Feminism and Austerity – ELSU session

These are notes taken from the European Left Summer University (2013) session on Feminism and Austerity.

Irina Castro (Bloco de Esquerda)

Austerity and equality are irreconcilable. Many women work for greater autonomy and financial independence. Work outside the home carries greater social weight than work inside the home. The increase in unemployment and temporary employment reduces this autonomy. Women can be forced back into the home and return to relations of the dependency. This can even contribute to greater domestic violence.

The European Women’s Lobby, a liberal lobby group stated that the crisis is corroding integration of women into the labour market.

At first most economists said that the crisis would hit men more extensively than women. However, in Portugal the numbers show the opposite.

The crisis has strengthened the male conservative agenda, providing a material reason for women to go back into “care work” in the home, which can reduce some household costs.

Portugal has never had a strong feminist movement, so this makes it even harder to fight this agenda.

Women tend to have more precarious employment, and wage inequality persists adjusted for education. Job interviews in Portugal routinely ask women if they expect to be having children.

Sophia Roque (Bloco de Esquerda)

I’m a feminist and an organiser for a movement of precarious workers in Portugal. In Portugal unemployment is around 30%. The economy is built on cultural and economic inferiority of women – in wages and in social relations. This material inequality and relations of dependency underpin domestic violence, reducing avenues of escape.

It’s often the case that the economic and the social questions of feminism are looked at in isolation, but they are intertwined.

Since women make up the majority of precarious labourers in Portugal, questions of precarity are important feminist questions. Further, unemployment is the social plague which allows precarity. Unemployment is the stick which is used to beat workers into temporary and poorly paid work.

We need a new feminist movement allied with unions and political parties to fight the barriers to feminist equality.

Guna Stark (Red/Green Alliance)

Eco-feminism has been pushed into the background as a result of the economic crisis, however perhaps its the case that eco-feminism can give us solutions to the crisis.

The approaches to economics have been very male gendered approaches. Instead we should look at care-work as a way to organise the economic. Basic Minimum Income can give latitude to decided on what type of work people would prefer to do, and work can be done based on care, rather than needing remuneration.
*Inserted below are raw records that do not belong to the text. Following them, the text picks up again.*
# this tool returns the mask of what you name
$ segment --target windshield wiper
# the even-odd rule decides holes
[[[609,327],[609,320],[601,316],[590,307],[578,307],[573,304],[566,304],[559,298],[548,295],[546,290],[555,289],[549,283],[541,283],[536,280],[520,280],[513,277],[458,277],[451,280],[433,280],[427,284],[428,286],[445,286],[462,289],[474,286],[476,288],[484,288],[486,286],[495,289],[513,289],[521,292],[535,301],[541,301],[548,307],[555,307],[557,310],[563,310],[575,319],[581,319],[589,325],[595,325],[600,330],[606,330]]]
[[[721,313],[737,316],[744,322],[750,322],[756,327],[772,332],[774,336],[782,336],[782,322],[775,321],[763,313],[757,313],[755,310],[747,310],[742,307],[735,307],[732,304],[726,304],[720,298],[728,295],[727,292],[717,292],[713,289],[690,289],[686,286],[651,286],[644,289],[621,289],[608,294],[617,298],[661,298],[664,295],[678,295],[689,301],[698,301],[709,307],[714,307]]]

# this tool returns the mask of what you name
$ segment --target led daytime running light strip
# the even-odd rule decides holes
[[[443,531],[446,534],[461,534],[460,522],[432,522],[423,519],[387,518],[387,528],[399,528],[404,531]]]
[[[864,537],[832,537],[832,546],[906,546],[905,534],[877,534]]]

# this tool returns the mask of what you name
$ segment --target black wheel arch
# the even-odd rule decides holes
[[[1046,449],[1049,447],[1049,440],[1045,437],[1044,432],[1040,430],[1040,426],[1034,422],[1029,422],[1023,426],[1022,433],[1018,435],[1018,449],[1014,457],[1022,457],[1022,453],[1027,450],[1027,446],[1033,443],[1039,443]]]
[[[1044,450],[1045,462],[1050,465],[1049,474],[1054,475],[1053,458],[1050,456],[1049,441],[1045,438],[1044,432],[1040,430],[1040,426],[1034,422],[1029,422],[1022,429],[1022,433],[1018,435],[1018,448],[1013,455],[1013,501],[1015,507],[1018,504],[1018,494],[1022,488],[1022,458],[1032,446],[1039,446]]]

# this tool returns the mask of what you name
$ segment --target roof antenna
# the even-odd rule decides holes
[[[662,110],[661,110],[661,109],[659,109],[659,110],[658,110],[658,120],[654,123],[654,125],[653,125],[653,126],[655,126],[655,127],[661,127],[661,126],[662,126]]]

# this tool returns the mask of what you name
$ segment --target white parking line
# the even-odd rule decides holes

Christiana Reymann (Die Linke)

We need more discussion on questions of feminism and austerity as the manifestations are different in the different countries in Europe. Germany is the cause of the crisis – an economy based on low-wage labour with high productivity which is export-lead.

A theoretical lens can not solve the crisis. Economics pretends to a gender blindness. We need to emphasise the “care economy”. The financial crisis is rooted in the crisis of capitalism and partiarchy. Partiarchy derives its basis in the material conditions of reproduction. Capitalism reorganises all resources including humans to the service of profits.

By contrast an economy which cares about people individuals and the environment is what we need to look for as a solution to the crisis. This should be based on a new concept of citizenship. We need to expand the public sphere. Volunteer work can be the core of a new economy We need a reorganisation of care-work to recognise the reproduction of labour itself. We should have a demand of paid time off. We should have production of humans for use-value, the satisfaction of needs, quality and beauty. We should expand the commons, with the removal of intellectual property rights. Destroy exchange-value and valourise use-value. We need totally free education. Fair-taxation can help us to invest in social infrastructure. We want welfare, not workfare and perhaps we should look at BMI.

Clara Alonso

We need to address economics from a feminist perspective. The situation of women in Spain due to austerity is very severe. There is heavy sectoral segregation of employment. Female unemployment rate is much higher for females, especially long term unemployment. The current rate is around 27% for females and 52% for young women. 80% of women are working in term contracts, women are more precarious. Women functions as buffers in the crisis, reducing home costs by providing care-work.

We need to rethink how we see the crisis. Unless we include gender in our analysis our understanding will be very incomplete.

Women who are in the work force often have a double load, performing much of the labour at home as well as in the labour market. The crisis has accelerated sexual division of labour and it has increased the double load.

Capitalism is incompatible with our needs. We need to think on how to have decent lives and to develop policies on this value basis. We can’t each be trying to save ourselves, we need solidarity. Communist women in Spain have been at the centre of this fight. We need to fight for housing, that nobody should go hungry or be in the streets and we need to fight in the institutions. We need practical solutions for the social majority.